Jonathan and his men marched north and west from their secret camp to the ancient Jewish city of Sepphoris, which the Romans had renamed Diocaesarea when they built their fortress. The Zealots weren't going into the city, for they'd be slaughtered by the soldiers, but were planning an attack on a platoon of about eighty men, which constituted a century, returning from a scouting mission and led by a particularly vicious centurion. The Jews would hide in the hills about four leagues from Sepphoris and then rain hail fire, stones, and weapons down onto the valley road. By the time the soldiers' bodies were discovered, Jonathan and his Zealots would have disappeared into the hills, preparing for another strike in another part of the country.

Exhausted at the end of the two-day march over the trackless wastes of the Galilean hills and valleys, Abraham was grateful to be told to watch the massacre of the Romans from a safe place high on a hill. The Jewish Zealots positioned themselves halfway down the hill, concealed by trees, rock ledges, outcrops, and the mouths of the numerous caves. They lay flat on the earth, out of sight of the track that ran through the valley floor beside a thin stream, ready when the first arrow was let loose by Jonathan to send down their spears, rocks, and arrows in a deadly storm that would kill all the Romans in the century. The track led from the north to the south and eventually to the city of Sepphoris, and Jonathan had chosen a place of hiding that was just
to the south of a bend in the arm of the valley. It meant that the Romans would march around the bend, blind to their assailants, and walk into the trap.

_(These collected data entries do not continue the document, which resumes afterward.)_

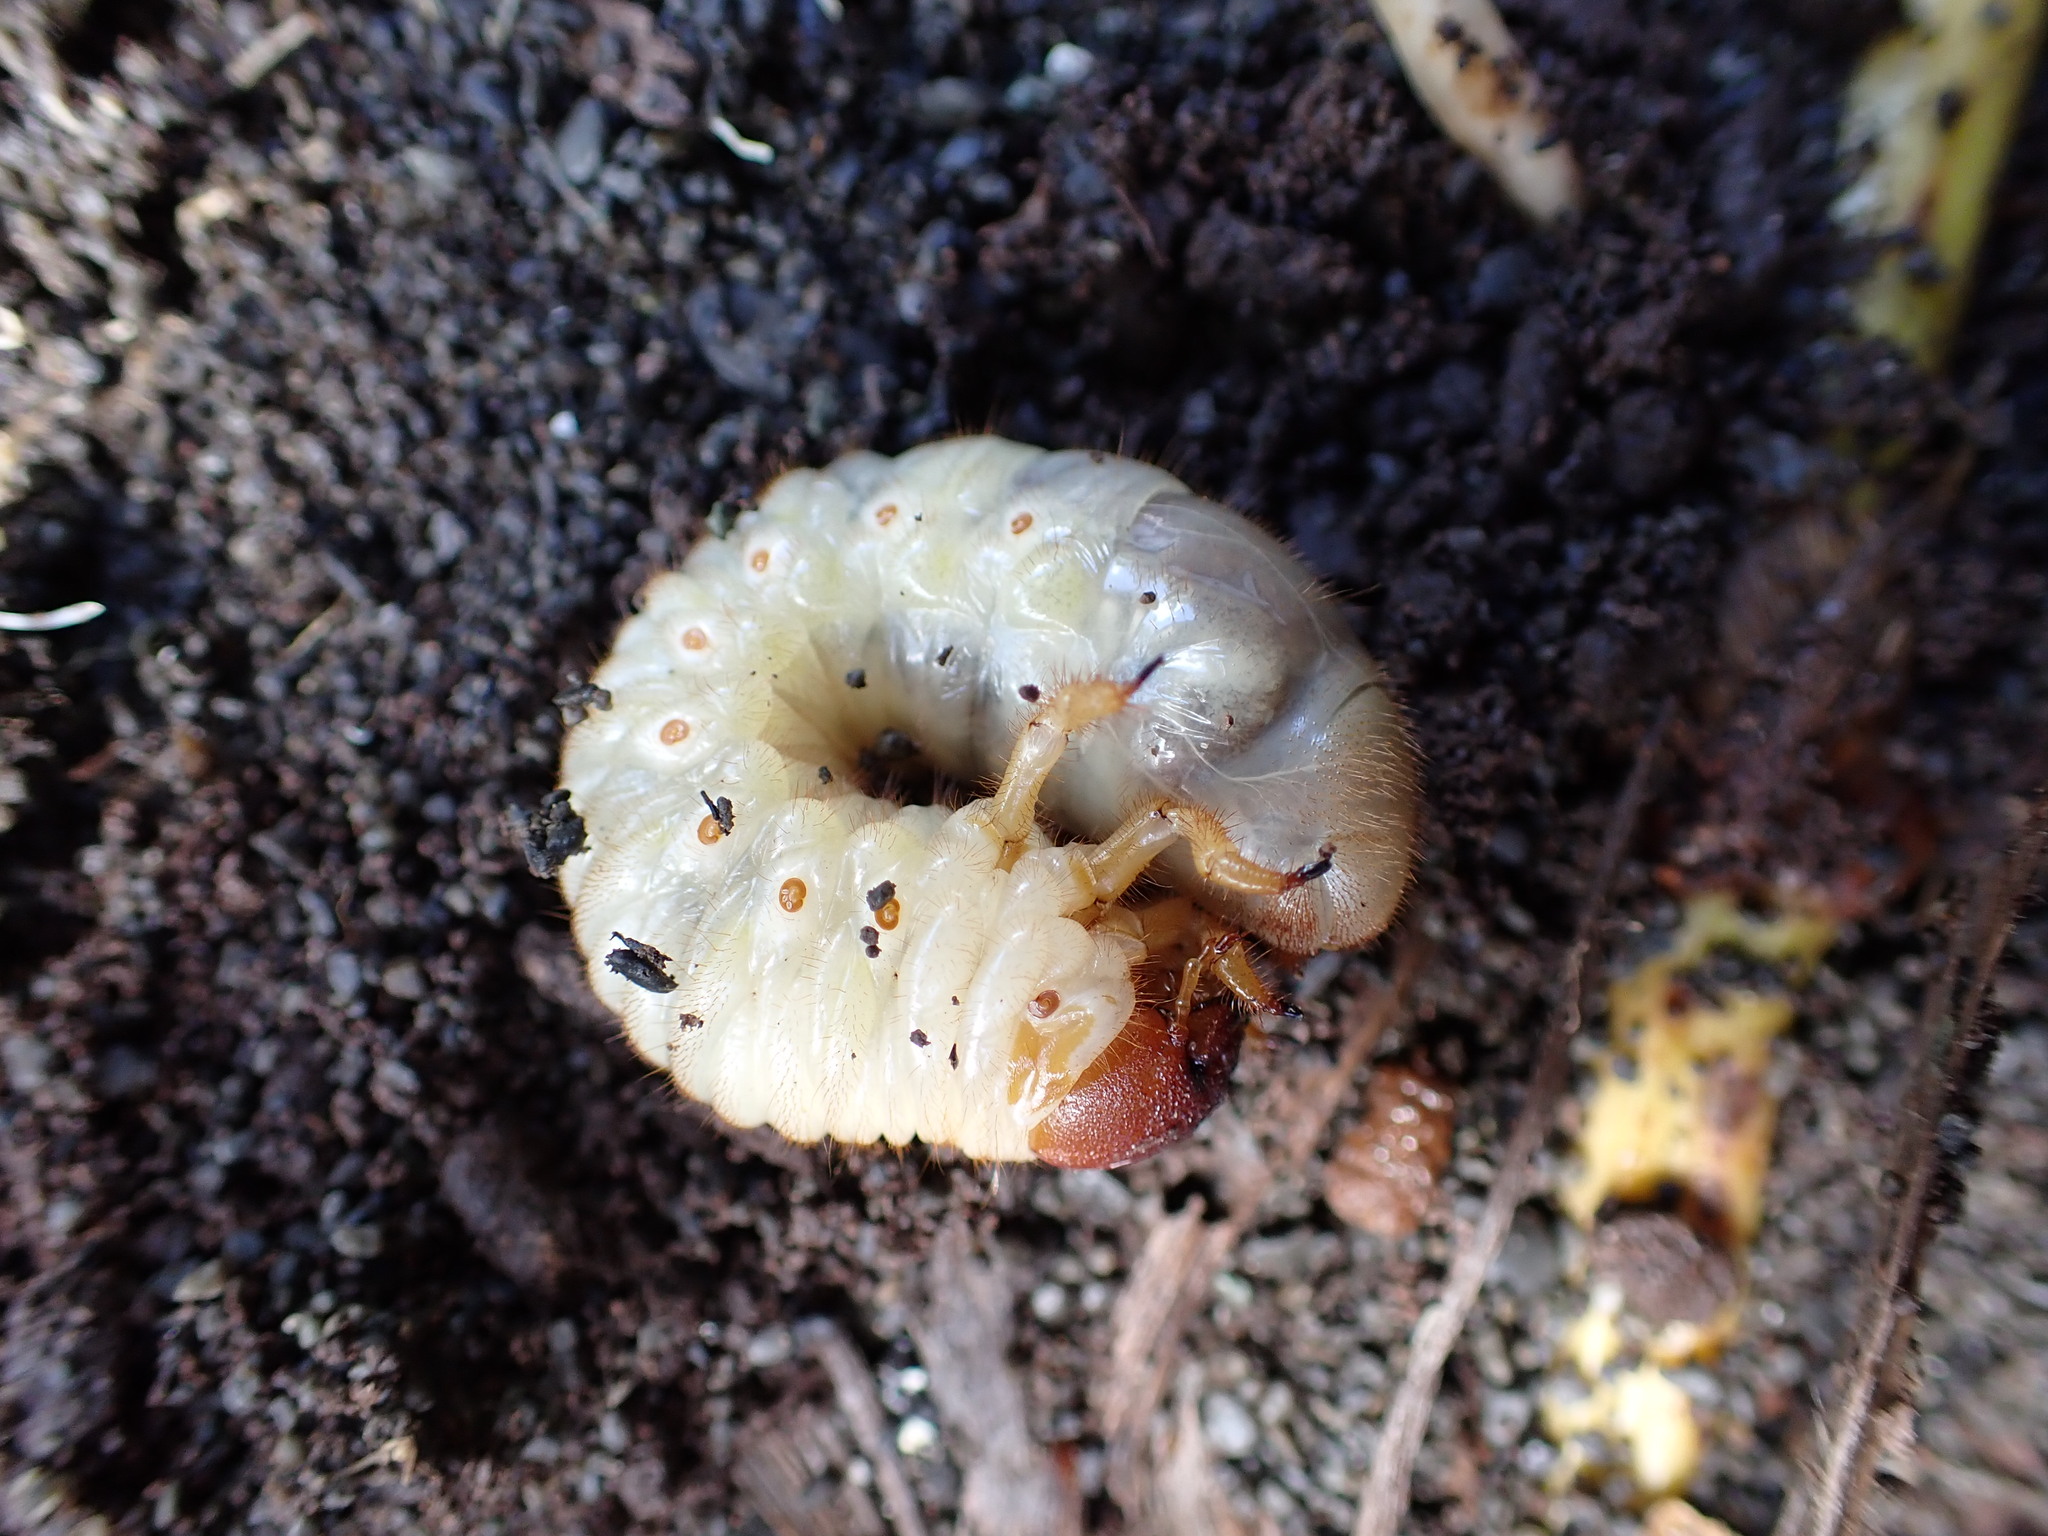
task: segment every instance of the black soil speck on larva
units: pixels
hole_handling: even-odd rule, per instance
[[[583,846],[551,793],[564,717],[605,707],[574,679],[646,580],[785,467],[993,428],[1156,460],[1286,535],[1414,722],[1428,1023],[1386,1046],[1458,1089],[1439,1217],[1382,1242],[1289,1186],[1192,1309],[1160,1421],[1202,1426],[1245,1528],[1348,1531],[1645,721],[1677,701],[1616,906],[1656,929],[1676,839],[1739,766],[1713,743],[1762,728],[1860,533],[1842,444],[1923,481],[1979,447],[1887,592],[1890,660],[1788,759],[1819,809],[1769,855],[1861,890],[1916,848],[1967,869],[2039,777],[2048,93],[1945,393],[1835,332],[1839,92],[1887,9],[1509,7],[1589,179],[1580,226],[1541,234],[1363,8],[20,0],[0,609],[107,606],[0,634],[22,1520],[885,1529],[830,1319],[886,1443],[935,1428],[901,1457],[928,1526],[1055,1447],[1082,1528],[1131,1528],[1102,1438],[1117,1300],[1163,1222],[1210,1230],[1252,1143],[992,1181],[728,1134],[580,990],[548,879]],[[699,614],[665,659],[718,635]],[[705,804],[686,840],[730,831]],[[1872,1127],[1938,969],[1912,901],[1859,924],[1783,1042],[1773,1206],[1712,1373],[1733,1427],[1693,1490],[1740,1531],[1810,1449],[1867,1265]],[[1266,1020],[1285,1038],[1247,1049],[1233,1103],[1326,1059],[1383,959]],[[1957,1135],[1997,1198],[1929,1264],[1900,1529],[2016,1528],[1998,1498],[2048,1440],[2048,1329],[2012,1299],[2048,1274],[2038,917],[1995,995],[2012,1032]],[[990,1262],[941,1308],[955,1224]],[[1669,1315],[1728,1294],[1723,1256],[1614,1236]],[[1626,1487],[1545,1483],[1569,1246],[1525,1207],[1445,1373],[1418,1536],[1635,1528]],[[972,1353],[946,1318],[983,1302]],[[962,1361],[993,1389],[948,1395]]]

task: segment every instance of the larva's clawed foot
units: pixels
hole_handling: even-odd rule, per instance
[[[1312,880],[1322,879],[1323,876],[1327,875],[1330,872],[1330,866],[1334,864],[1336,860],[1337,845],[1335,843],[1323,844],[1322,856],[1318,858],[1315,861],[1315,863],[1304,864],[1301,866],[1301,868],[1297,869],[1293,874],[1287,877],[1287,888],[1291,891],[1299,890],[1302,886],[1307,885]]]
[[[1336,849],[1323,848],[1322,857],[1304,869],[1268,869],[1239,851],[1223,821],[1214,812],[1196,805],[1168,805],[1165,814],[1181,836],[1188,840],[1188,853],[1195,861],[1195,873],[1212,885],[1241,896],[1284,896],[1330,869]]]
[[[1192,908],[1189,911],[1194,919],[1194,932],[1187,937],[1200,938],[1201,947],[1181,967],[1180,986],[1173,1002],[1175,1025],[1185,1024],[1193,1014],[1196,999],[1203,995],[1202,984],[1212,977],[1224,991],[1253,1013],[1273,1012],[1276,1001],[1273,991],[1266,985],[1266,978],[1259,974],[1259,968],[1252,964],[1244,935],[1223,927],[1213,918],[1193,913]],[[1156,942],[1159,935],[1155,933],[1150,937]],[[1181,940],[1185,941],[1185,938]]]

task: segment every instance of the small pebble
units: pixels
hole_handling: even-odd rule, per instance
[[[911,110],[927,128],[971,128],[988,111],[988,94],[972,80],[946,75],[919,86]]]
[[[1019,75],[1003,92],[1003,106],[1020,116],[1045,112],[1059,98],[1059,88],[1043,75]]]
[[[1299,1524],[1301,1520],[1301,1506],[1294,1502],[1294,1495],[1270,1477],[1259,1484],[1259,1508],[1282,1527]]]
[[[356,1227],[336,1227],[327,1234],[327,1241],[344,1259],[374,1259],[384,1251],[384,1234],[367,1222]]]
[[[1557,1235],[1547,1220],[1524,1206],[1515,1213],[1515,1223],[1508,1229],[1507,1241],[1487,1279],[1527,1301],[1555,1285],[1557,1273]]]
[[[899,1456],[929,1455],[939,1443],[939,1427],[921,1413],[913,1413],[896,1426]]]
[[[1548,1440],[1524,1440],[1515,1452],[1515,1465],[1530,1477],[1541,1477],[1557,1461],[1557,1447]]]
[[[494,60],[465,69],[455,93],[465,109],[499,128],[510,128],[519,121],[519,106],[507,88],[505,67]]]
[[[1479,258],[1467,302],[1475,314],[1519,314],[1535,292],[1537,276],[1536,259],[1526,246],[1497,247]]]
[[[1031,1293],[1031,1315],[1051,1328],[1067,1315],[1067,1288],[1048,1280]]]
[[[100,1092],[110,1099],[130,1099],[156,1086],[155,1058],[125,1045],[114,1046],[99,1060]]]
[[[1271,1427],[1294,1411],[1294,1388],[1276,1381],[1259,1394],[1259,1422]]]
[[[1209,1282],[1209,1289],[1226,1307],[1242,1309],[1252,1304],[1251,1281],[1227,1269],[1218,1271],[1216,1278]]]
[[[1095,55],[1079,43],[1054,43],[1046,50],[1045,78],[1054,85],[1079,85],[1095,73]]]
[[[50,1081],[57,1053],[34,1035],[9,1035],[0,1040],[0,1066],[16,1093],[34,1093]]]
[[[757,1371],[766,1370],[787,1360],[792,1348],[787,1328],[780,1324],[773,1328],[763,1328],[747,1341],[747,1364]]]
[[[215,1301],[227,1288],[227,1266],[219,1259],[208,1259],[197,1268],[186,1271],[177,1288],[171,1292],[171,1300],[180,1306],[198,1301]]]
[[[573,443],[582,431],[574,411],[557,411],[548,418],[548,436],[558,443]]]
[[[1488,1392],[1479,1406],[1480,1438],[1504,1451],[1520,1442],[1535,1416],[1536,1405],[1526,1392]]]
[[[355,1000],[363,990],[363,962],[345,949],[327,957],[327,990],[337,1003]]]
[[[1249,1456],[1259,1443],[1258,1424],[1227,1392],[1211,1392],[1202,1399],[1202,1434],[1216,1454],[1229,1461]]]
[[[896,318],[905,325],[922,325],[931,313],[932,285],[912,278],[896,285]]]
[[[427,973],[417,960],[394,960],[384,967],[384,990],[402,1002],[416,1003],[427,995]]]
[[[586,96],[569,109],[555,135],[555,158],[571,186],[594,180],[604,165],[606,126],[604,103],[595,96]]]
[[[932,167],[948,176],[958,176],[980,162],[983,148],[980,134],[956,133],[939,150]]]

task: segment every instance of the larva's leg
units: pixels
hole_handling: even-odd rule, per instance
[[[1329,872],[1331,850],[1302,869],[1268,869],[1246,858],[1223,823],[1200,806],[1161,801],[1132,816],[1088,854],[1097,901],[1115,901],[1177,837],[1187,839],[1195,873],[1212,885],[1247,896],[1280,896]]]
[[[1245,896],[1284,896],[1311,880],[1320,880],[1330,872],[1330,860],[1337,852],[1325,846],[1313,864],[1285,872],[1268,869],[1238,852],[1237,844],[1230,840],[1230,833],[1214,812],[1198,805],[1169,804],[1163,809],[1188,840],[1195,873],[1211,885]]]
[[[1115,901],[1137,883],[1167,844],[1180,836],[1165,808],[1153,806],[1140,811],[1095,847],[1088,850],[1088,878],[1094,883],[1098,902]]]
[[[1067,750],[1067,739],[1122,709],[1158,666],[1154,661],[1128,683],[1091,677],[1055,689],[1025,722],[1017,745],[1010,750],[1003,781],[989,800],[989,831],[1006,845],[1027,841],[1037,820],[1038,797]]]
[[[1252,964],[1244,935],[1227,927],[1197,907],[1185,896],[1171,896],[1136,908],[1112,907],[1135,927],[1134,937],[1154,956],[1175,952],[1188,956],[1182,965],[1173,1016],[1185,1019],[1201,990],[1202,979],[1213,975],[1223,989],[1239,1002],[1260,1013],[1284,1013],[1288,1005],[1275,996],[1266,979]]]
[[[1266,985],[1258,967],[1245,952],[1244,936],[1234,929],[1212,927],[1188,963],[1181,967],[1180,987],[1173,1000],[1173,1019],[1184,1024],[1194,1011],[1195,995],[1208,975],[1223,983],[1224,991],[1260,1013],[1277,1013],[1280,1001]]]
[[[1214,964],[1216,979],[1245,1006],[1256,1008],[1260,1013],[1287,1011],[1280,999],[1274,996],[1273,989],[1266,985],[1266,978],[1259,974],[1259,968],[1252,964],[1243,935],[1227,935],[1223,946],[1216,952]]]

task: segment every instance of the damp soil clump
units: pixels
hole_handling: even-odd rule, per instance
[[[1840,338],[1835,104],[1883,18],[1808,9],[1515,6],[1590,191],[1545,234],[1363,7],[15,7],[0,607],[108,613],[0,636],[0,1500],[50,1530],[864,1532],[900,1460],[947,1528],[1023,1445],[1079,1528],[1130,1528],[1091,1383],[1149,1228],[1227,1205],[1227,1129],[1114,1176],[729,1132],[631,1058],[536,878],[580,838],[565,712],[650,575],[783,467],[991,428],[1287,535],[1415,723],[1434,958],[1385,1049],[1455,1085],[1436,1214],[1369,1237],[1282,1190],[1175,1387],[1237,1518],[1348,1529],[1647,722],[1678,701],[1617,906],[1656,929],[1855,536],[1855,450],[1924,485],[1975,445],[1790,759],[1801,809],[1699,866],[1878,893],[1799,1028],[1800,1198],[1713,1388],[1746,1449],[1699,1501],[1768,1529],[1874,1220],[1914,893],[1998,846],[2048,739],[2048,107],[1936,387]],[[2029,933],[1999,996],[2034,1059]],[[1245,1092],[1379,964],[1319,968]],[[2048,1194],[2023,1086],[1984,1132],[2006,1232]],[[933,1268],[962,1224],[984,1259]],[[1518,1222],[1414,1529],[1553,1509],[1532,1393],[1572,1241]],[[2039,1290],[2016,1240],[1968,1241]],[[1007,1341],[993,1409],[920,1354],[961,1315]],[[1933,1442],[1992,1504],[2040,1473],[1983,1426],[2048,1401],[1997,1358],[1944,1379],[2003,1406]],[[1633,1528],[1609,1495],[1574,1528]]]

Abraham lay on the rock ledge high above the theater below him. He could clearly see some of the Zealots hiding and waiting, and from his vantage point he could see the road clearly. There were more than fifty Zealots assembled in the heat of the midday sun, like spiders lying in wait for flies to be snared by their web.

Time passed slowly as Abraham waited. He was both surprised and pleased that the Zealots far below him maintained their discipline, despite the boredom of waiting. On three occasions the men were roused by the noise of travelers walking toward Sepphoris. One was a goatherd urging his animals forward. The next interloper was a man on a donkey singing a song, oblivious to the dozens of deadly soldiers looking at him in amusement from their hideouts. And the third was a group of young girls giggling as they walked back to their homes in the city.

More time passed, and Abraham feared that they would have to spend the night in silence as they waited. Intelligence from a sympathizer in the city of Sepphoris informed Jonathan that the century would be returning this day after patrolling the central parts of the Galilee. They would be led by a burly and aggressive centurion by the name of Marcus Julius Tertius, hated for his brutality and feared by those under his command. Few would mourn his demise.

It was late in the afternoon, when the sun's shadows were casting a darkening gloom over the valley floor, that the men became aware of the noise of animals and cart wheels and leather-clad feet marching beyond the bend in the road. Though not yet in sight, all became alert to the sounds on the compacted earth of the road. The sounds grew louder and louder and Abraham could see all of the Zealots, many now hidden by shadows, silently reaching for their spears, bows, arrows, and rocks. Suddenly the first of the century, led by a tall, heavyset Roman riding
a horse, appeared around the bend of the valley. He was followed by rows of soldiers walking three abreast. In the middle of the century were four carts pulled by oxen, laden with food, weaponry, and tents. They were marching straight into Jonathan's trap, and it was so obvious that they would soon be slaughtered. Despite their being Romans, Abraham said a brief prayer to the Almighty for their lives.